Selon la directrice de l’Idep, Mme Karima Bounemra Ben Soltane, cette rencontre vise à approfondir la réflexion sur les efforts de lutte anti-corruption en Afrique, les progrès réalisés et les meilleures pratiques en matière de politiques nationales de développement du continent. Aussi, a-t-elle rappelé la déclaration des dirigeants africains lors de la 30ème session ordinaire du Sommet des chefs d’Etats de l’Ua où l’on a soutenu que « la corruption est un phénomène qui freine les efforts de développement à l’échelle du continent et annihile fortement l’économie des Etats africains qui, malgré les mesures prises, n’arrivent pas à endiguer le fléau ». D’où le choix du thème de ce conclave qui offre à l’Afrique une bonne occasion de dresser le bilan de ses efforts, mais surtout une feuille de route en vue de gagner la lutte contre ce fléau des temps modernes.

Réunissant le groupe des ambassadeurs accrédités au Sénégal, les hauts fonctionnaires et les représentants d’organisations internationales travaillant sur des questions relatives au développement économique du continent, la session a été l’occasion pour le secrétaire général du ministère de la Bonne gouvernance et de la Protection de l’enfance, Oumar El Foutiyou Bâ, de se réjouir de cette initiative. Il a ensuite souligné que « la corruption est reconnue au plan mondial comme une menace pour la stabilité sociale, le fonctionnement des institutions et l'efficacité de la mise en œuvre des stratégies de développement ». D’après lui, à l'image de beaucoup de pays africains, le Sénégal n'échappe pas à ce phénomène qui s’incruste, se généralise dans les pratiques quotidiennes et se manifeste dans plusieurs secteurs de l'économie.

Mise en place d’instruments de contrôle
Oumar El Foutiyou Bâ a affirmé que la lutte contre la corruption constitue une dimension majeure de la politique pour le renforcement de la bonne gouvernance au Sénégal, en droite ligne des perspectives tracées par le chef de l’Etat. La mise en place d’un ensemble d'instruments de contrôle, de mécanismes et des stratégies de prévention au niveau de l'administration, de la société civile et du secteur privé, entre dans cette vision. Au plan institutionnel, la Cellule nationale d'enquête et de traitement de l'information financière (Centif), la Cour de répression de l’enrichissement illicite (Crei), l'Inspection générale d'Etat (Ige), mais surtout la création de l’Office national de lutte contre la fraude et la corruption (Ofnac) par la loi 2012-30 du 28 décembre 2012 traduisent une évolution notable du dispositif juridique dédié à la lutte contre ce fléau.

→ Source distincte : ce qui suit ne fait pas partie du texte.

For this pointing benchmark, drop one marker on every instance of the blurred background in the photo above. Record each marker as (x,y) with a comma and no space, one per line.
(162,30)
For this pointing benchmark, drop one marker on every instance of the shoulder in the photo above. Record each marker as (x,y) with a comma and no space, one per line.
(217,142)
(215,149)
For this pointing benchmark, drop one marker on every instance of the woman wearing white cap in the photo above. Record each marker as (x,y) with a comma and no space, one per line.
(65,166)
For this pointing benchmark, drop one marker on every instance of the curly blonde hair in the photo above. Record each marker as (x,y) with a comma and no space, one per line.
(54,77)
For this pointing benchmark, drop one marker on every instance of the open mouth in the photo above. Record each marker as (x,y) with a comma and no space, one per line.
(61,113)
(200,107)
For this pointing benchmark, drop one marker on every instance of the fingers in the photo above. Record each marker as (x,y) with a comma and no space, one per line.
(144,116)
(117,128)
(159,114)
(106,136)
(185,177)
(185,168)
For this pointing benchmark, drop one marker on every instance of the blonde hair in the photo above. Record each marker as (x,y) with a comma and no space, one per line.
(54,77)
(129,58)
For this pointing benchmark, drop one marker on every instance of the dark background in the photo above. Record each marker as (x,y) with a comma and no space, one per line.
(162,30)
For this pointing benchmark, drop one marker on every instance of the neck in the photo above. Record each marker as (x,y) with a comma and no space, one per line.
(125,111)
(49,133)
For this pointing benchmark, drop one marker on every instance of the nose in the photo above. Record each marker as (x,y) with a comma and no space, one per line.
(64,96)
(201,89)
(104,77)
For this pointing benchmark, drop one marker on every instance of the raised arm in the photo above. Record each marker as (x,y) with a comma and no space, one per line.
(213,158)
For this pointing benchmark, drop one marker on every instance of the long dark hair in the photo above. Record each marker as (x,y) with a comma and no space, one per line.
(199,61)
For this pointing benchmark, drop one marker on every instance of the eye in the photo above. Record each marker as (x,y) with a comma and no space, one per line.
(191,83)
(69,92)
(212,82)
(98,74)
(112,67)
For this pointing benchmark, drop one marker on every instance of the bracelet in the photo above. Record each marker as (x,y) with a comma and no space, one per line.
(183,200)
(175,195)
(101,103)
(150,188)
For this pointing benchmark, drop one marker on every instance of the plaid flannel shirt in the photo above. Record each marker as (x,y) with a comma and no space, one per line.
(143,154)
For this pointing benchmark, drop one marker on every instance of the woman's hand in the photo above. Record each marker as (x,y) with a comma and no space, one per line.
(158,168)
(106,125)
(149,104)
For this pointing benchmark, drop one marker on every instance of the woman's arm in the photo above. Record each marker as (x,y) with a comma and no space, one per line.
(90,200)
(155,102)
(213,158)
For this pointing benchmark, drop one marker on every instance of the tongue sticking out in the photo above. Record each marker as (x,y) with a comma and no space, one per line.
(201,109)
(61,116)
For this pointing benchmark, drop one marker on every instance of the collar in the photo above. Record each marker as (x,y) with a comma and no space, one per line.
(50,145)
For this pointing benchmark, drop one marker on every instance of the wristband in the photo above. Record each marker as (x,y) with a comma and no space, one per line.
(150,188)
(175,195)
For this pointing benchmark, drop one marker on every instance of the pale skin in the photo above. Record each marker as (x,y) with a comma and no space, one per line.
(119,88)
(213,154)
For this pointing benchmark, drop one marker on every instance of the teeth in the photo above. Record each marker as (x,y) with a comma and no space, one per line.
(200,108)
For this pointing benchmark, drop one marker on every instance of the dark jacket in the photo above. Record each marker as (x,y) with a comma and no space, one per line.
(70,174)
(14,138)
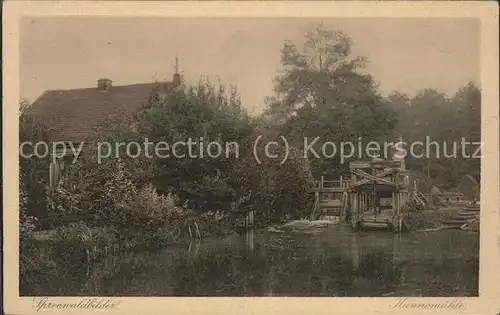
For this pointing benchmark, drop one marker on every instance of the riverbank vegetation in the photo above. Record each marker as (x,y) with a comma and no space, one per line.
(123,203)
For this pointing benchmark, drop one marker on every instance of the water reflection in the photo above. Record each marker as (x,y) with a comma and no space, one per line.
(333,262)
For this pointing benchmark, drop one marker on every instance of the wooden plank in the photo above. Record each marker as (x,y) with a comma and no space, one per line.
(328,189)
(382,174)
(372,178)
(360,164)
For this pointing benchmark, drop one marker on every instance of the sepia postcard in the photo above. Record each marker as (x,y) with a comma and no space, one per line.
(251,157)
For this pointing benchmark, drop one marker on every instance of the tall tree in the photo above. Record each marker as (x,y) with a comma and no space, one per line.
(322,93)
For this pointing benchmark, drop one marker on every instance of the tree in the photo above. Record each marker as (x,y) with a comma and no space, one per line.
(321,92)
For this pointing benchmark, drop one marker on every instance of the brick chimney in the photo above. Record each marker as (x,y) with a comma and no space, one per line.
(177,77)
(104,85)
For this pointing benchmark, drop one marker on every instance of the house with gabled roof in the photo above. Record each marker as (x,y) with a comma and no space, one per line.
(72,115)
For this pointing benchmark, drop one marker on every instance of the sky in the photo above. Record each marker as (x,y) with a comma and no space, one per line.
(404,54)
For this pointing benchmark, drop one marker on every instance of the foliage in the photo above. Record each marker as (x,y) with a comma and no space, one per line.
(445,120)
(322,93)
(32,171)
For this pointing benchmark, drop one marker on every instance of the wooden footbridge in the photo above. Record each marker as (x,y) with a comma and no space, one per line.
(374,197)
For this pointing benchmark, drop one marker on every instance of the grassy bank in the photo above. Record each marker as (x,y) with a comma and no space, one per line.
(429,219)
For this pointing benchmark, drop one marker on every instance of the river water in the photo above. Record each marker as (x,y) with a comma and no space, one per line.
(331,261)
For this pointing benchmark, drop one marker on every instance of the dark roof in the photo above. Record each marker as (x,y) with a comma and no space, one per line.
(71,115)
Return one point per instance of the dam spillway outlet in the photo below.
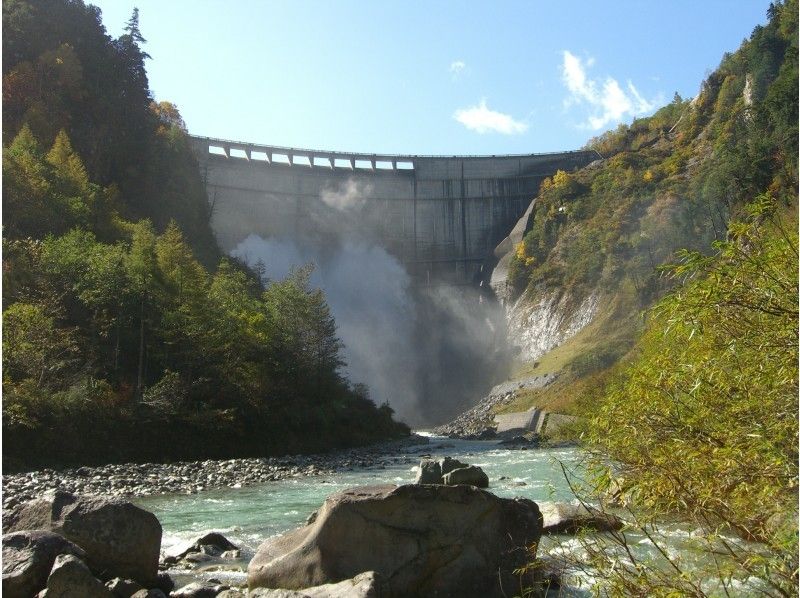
(440, 216)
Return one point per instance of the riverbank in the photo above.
(190, 477)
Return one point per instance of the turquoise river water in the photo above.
(249, 515)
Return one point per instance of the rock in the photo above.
(71, 578)
(364, 585)
(199, 590)
(28, 557)
(123, 588)
(449, 464)
(430, 472)
(164, 583)
(119, 538)
(471, 475)
(214, 544)
(565, 518)
(421, 540)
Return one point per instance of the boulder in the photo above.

Ainsi, les réformes initiées depuis 2012 dans ce domaine ont amplement contribué à repositionner le Sénégal en Afrique et dans le monde. «Entre 2012 et 2017, l'indice de perception de la corruption, publié depuis 1995 par l’Ong Transparency International, s'est amélioré de 9 points, passant de 36 à 45 sur 100. Au plan africain, le Sénégal est parmi les 10 premiers depuis 2014, alors qu'en 2012, deux années auparavant, il occupait la quinzième place », a laissé entendre Oumar El Foutiyou Bâ qui a réaffirmé l’engagement du gouvernement à maintenir cette dynamique.